Я сидела за столиком в окружении пластиковых стаканчиков с недопитым кофе и вычисляла столбиком на салфетке, в каком возрасте мы сможем быть почти рядом. Мимо спешили прохожие – те, кто жизнь привык начинать с понедельника, с нового года, после свадьбы и отпуска, кто свои дни маркером в календаре зачёркивает крест-накрест и отмеряет годы выплатами за кредит, морщинами и отметками деток за успеваемость в школе.
Люди тоже делятся: одни ведомы инстинктами самосохранения и продолжения рода, другие обречены понимать, что смертны. Они не чувствуют времени. А мы – пойманные, дважды изгнанные из рая.
Но пока существуют двое, переписка не прекратится. Мы с тобой – хранители времени.

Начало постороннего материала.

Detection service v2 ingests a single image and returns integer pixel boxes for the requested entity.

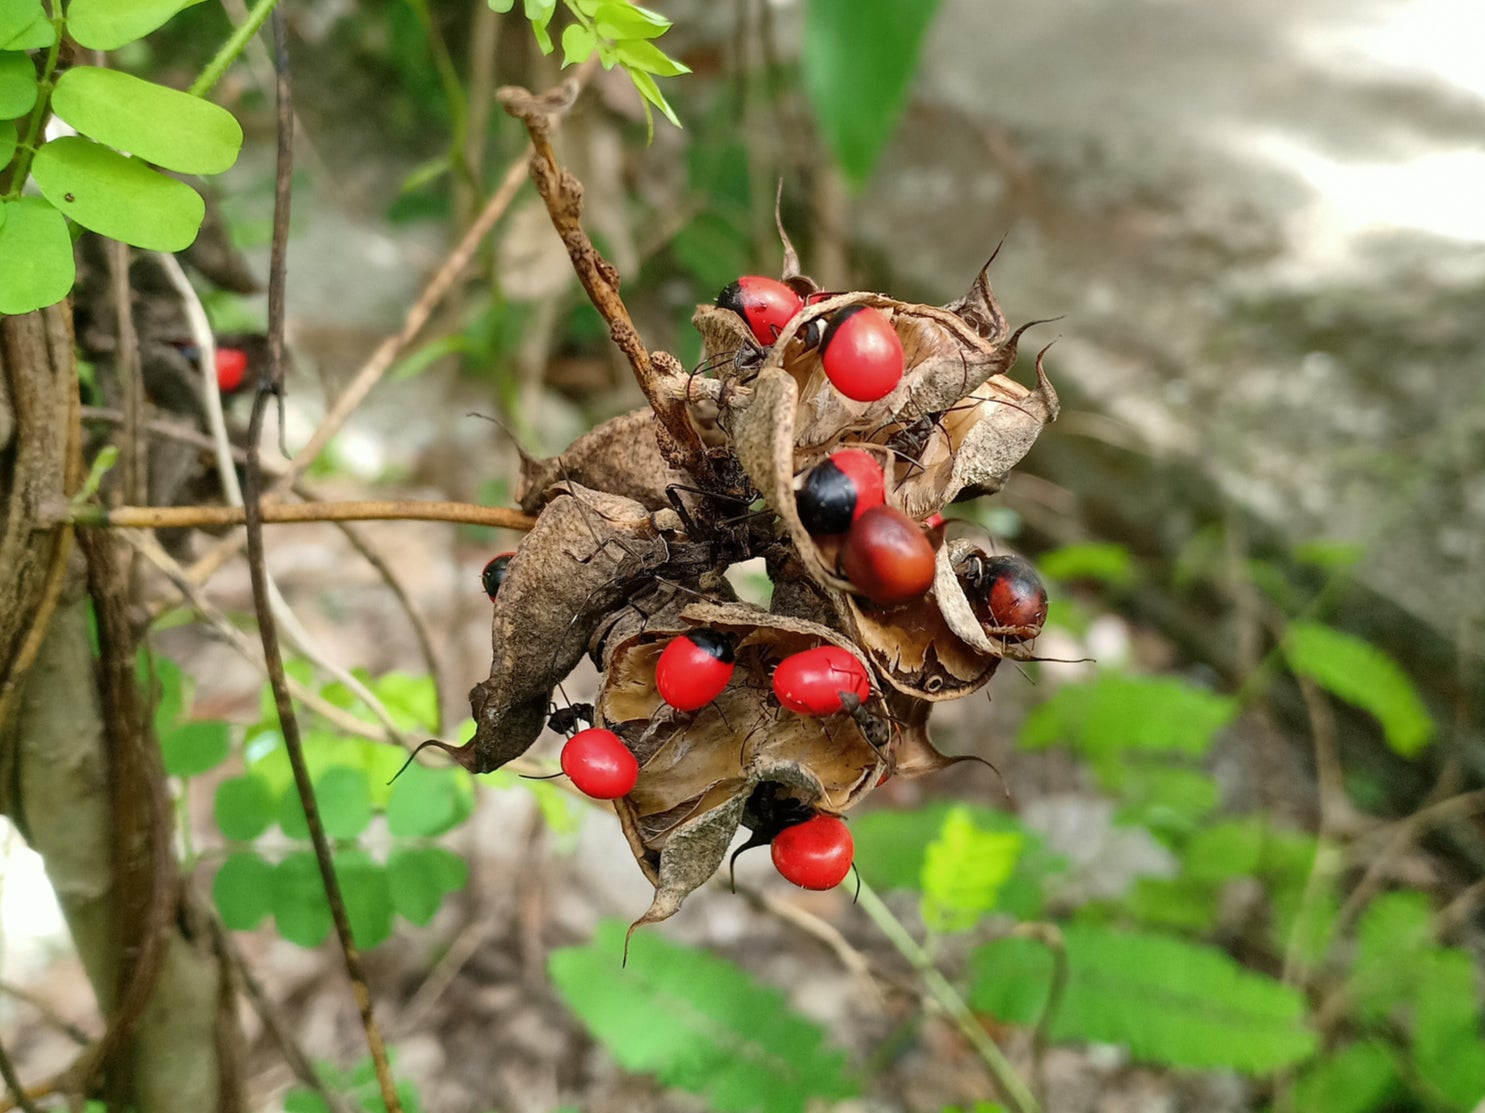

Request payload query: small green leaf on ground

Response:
[1289,1040,1399,1113]
[31,136,205,251]
[386,762,472,837]
[969,925,1317,1073]
[315,765,374,839]
[215,774,276,841]
[550,919,858,1113]
[0,51,37,116]
[160,718,230,778]
[388,846,468,925]
[920,806,1021,933]
[51,67,242,175]
[271,851,333,947]
[64,0,186,51]
[803,0,944,187]
[336,849,392,949]
[213,851,274,930]
[1018,674,1237,759]
[0,198,74,314]
[1283,622,1432,756]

Снег выпал сегодня утром. Второй. Первый прошёл в сентябре. А этот, ноябрьский, останется до весны.
За ночь город стал белым, и в мир пришло просветление. Белый цвет – светоносен, и не цвет это вовсе, а чистый свет, миротворческое дао, начало начал.

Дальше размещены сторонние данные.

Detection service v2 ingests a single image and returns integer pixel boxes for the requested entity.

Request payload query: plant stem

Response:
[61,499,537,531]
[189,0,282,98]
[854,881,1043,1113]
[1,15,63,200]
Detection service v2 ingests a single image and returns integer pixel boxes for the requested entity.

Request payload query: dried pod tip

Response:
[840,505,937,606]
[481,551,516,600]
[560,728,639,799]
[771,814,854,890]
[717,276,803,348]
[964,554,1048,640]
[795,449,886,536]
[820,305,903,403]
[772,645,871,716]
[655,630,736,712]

Снилось, ты умер, а я сидела на диване, поджав под себя ноги, и в каком-то жутковатом спокойствии размышляла, как жить дальше. Стена передо мной была пуста – без картинок и фотографий в рамках, без полок с книгами или комнатными растениями, белый лист. На него просился P.S. твоих писем:
И я поняла: ничто не изменится. Тебя и не было никогда. Вечная Сольвейг! Наверное, в ожидании – суть женщины. А в чём суть мужчины?

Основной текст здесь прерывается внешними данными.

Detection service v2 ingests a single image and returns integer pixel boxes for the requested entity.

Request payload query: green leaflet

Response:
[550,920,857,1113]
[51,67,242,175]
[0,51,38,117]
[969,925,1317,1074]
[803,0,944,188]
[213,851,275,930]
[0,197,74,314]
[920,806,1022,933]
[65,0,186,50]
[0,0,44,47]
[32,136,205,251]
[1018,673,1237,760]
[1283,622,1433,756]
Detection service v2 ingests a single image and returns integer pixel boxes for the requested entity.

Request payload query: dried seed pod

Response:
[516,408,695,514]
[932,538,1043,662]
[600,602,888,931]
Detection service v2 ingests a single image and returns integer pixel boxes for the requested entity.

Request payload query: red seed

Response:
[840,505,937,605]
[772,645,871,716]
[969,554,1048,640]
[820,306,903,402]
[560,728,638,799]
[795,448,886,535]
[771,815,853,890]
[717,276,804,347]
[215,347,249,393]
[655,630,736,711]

Когда из кафе на Гороховой улице мы шагнули в наш первый снег, ты растерялся, как на экзамене, к которому не успел подготовиться и даже не знаешь названия предмета. Великий авантюрист и философ восемнадцатого века Джакомо Казанова писал в мемуарах, что человек может считать себя человеком с тех пор, как помнит себя.